Grand Gesture: ATP Seeks $50M From Grand Slam Profit ChestPublished June 9, 2003
|ATP Wants $50M To Promote
Tour & Pay Players
The ATP "has asked that some $50[M] in profits from the four lucrative Grand Slam events be used to fund increased prize money and pension plans, and to promote the tour and its players," according to Lauren Peterson of the L.A. TIMES, who noted that the idea was met "less than enthusiastically by the Grand Slam tournaments." Grand Slam officials in a statement said that each of their events had "re-confirmed its individual right to continue determining levels of player compensation and unanimously" rejected the proposal. An ATP spokesperson declined to comment, saying only the ATP is "not going to negotiate in the press." Meanwhile, the breakaway IMTA, which claims to have 62 players, had its own meeting with Grand Slam execs on Wednesday. IMTA Administrative Dir Henri-James Tieleman said that he was "pleasantly surprised" at "how well his group was received." ATP officials noted that none of the players "has given up membership in the ATP." An ATP statement read, "We question what, if any, real commitment many players on the list have made to IMTA. ... [ATP] will not be deterred in pursuing our goal of achieving a fair investment in our sport from the Grand Slams." IMTA member Mike Bryan said, "I think this should have been done a long time ago. We just want to put pressure on them" (L.A. TIMES, 6/8). TENNIS WEEK called the ATP's $50M request a "startling show of bravura" (TENNIS WEEK, 6/8).

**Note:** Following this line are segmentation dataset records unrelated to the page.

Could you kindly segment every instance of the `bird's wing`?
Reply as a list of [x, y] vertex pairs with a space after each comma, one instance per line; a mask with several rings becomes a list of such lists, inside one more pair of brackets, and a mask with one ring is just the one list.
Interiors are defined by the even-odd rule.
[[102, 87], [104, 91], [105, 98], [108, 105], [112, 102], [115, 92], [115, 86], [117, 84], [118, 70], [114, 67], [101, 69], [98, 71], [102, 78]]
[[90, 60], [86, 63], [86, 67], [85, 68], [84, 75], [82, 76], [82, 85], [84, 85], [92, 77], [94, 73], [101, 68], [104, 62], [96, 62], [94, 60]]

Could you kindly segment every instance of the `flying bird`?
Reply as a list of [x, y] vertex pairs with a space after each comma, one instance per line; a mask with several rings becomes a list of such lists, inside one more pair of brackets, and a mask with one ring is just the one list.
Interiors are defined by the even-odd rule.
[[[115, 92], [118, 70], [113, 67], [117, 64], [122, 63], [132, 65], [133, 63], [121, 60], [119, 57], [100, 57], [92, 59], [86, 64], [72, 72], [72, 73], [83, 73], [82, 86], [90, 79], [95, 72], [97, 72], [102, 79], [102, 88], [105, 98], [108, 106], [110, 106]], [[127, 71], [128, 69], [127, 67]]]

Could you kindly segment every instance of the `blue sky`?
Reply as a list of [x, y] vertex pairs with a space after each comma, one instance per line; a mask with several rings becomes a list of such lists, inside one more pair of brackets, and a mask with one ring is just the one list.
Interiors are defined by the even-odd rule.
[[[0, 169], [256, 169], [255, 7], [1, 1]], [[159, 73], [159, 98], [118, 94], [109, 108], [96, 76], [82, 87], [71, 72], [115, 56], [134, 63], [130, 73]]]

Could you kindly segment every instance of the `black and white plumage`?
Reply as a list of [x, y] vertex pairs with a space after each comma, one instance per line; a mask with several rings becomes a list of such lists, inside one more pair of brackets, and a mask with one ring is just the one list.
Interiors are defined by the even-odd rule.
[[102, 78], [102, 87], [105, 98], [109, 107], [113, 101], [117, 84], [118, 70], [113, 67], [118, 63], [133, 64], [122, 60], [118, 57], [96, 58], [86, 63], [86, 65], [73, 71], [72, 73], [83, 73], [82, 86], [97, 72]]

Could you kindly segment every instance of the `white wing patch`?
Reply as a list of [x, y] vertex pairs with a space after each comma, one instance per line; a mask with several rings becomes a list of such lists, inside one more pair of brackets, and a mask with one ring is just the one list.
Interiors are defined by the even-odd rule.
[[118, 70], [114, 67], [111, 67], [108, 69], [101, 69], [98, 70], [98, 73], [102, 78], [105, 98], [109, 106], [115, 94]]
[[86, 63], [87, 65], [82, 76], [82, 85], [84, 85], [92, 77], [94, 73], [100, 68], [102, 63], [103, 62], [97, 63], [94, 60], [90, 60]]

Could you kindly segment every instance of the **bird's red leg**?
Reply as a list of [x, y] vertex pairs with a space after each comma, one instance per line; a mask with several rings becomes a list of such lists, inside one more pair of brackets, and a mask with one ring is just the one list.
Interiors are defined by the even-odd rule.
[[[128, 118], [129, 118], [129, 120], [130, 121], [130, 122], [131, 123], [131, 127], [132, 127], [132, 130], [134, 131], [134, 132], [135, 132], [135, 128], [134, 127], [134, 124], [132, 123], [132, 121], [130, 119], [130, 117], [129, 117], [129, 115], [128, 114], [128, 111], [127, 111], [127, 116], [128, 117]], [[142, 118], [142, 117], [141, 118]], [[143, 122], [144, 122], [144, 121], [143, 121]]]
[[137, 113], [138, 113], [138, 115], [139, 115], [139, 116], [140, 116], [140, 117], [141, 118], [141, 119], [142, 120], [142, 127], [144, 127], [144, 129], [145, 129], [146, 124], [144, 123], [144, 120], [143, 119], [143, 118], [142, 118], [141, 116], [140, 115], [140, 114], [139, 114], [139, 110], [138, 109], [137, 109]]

SPLITTER: ATP Player Council President Todd Martin told the SPORTSBUSINESS JOURNAL's Liz Mullen that the IMTA "could potentially hurt the ATP's ability to get sponsors and erode its fan base." Martin: "Why would a sponsor want to support a sport in which there are a bunch of players who want to break off? If they signed a five-year deal, they wouldn't be 100[%] confident [the ATP] would be the same thing they agreed to in the first place." IMTA spokesperson Dan Wasserman countered, "The notion that the effective representation of athletes would lead to the Armageddon of the sport is alarmist and nonsense. The fact that the emergence of strong players associations has also coincided with enormous spurts in the growth and popularity of those sports should put that rumor to rest" (SBJ, 6/9 issue).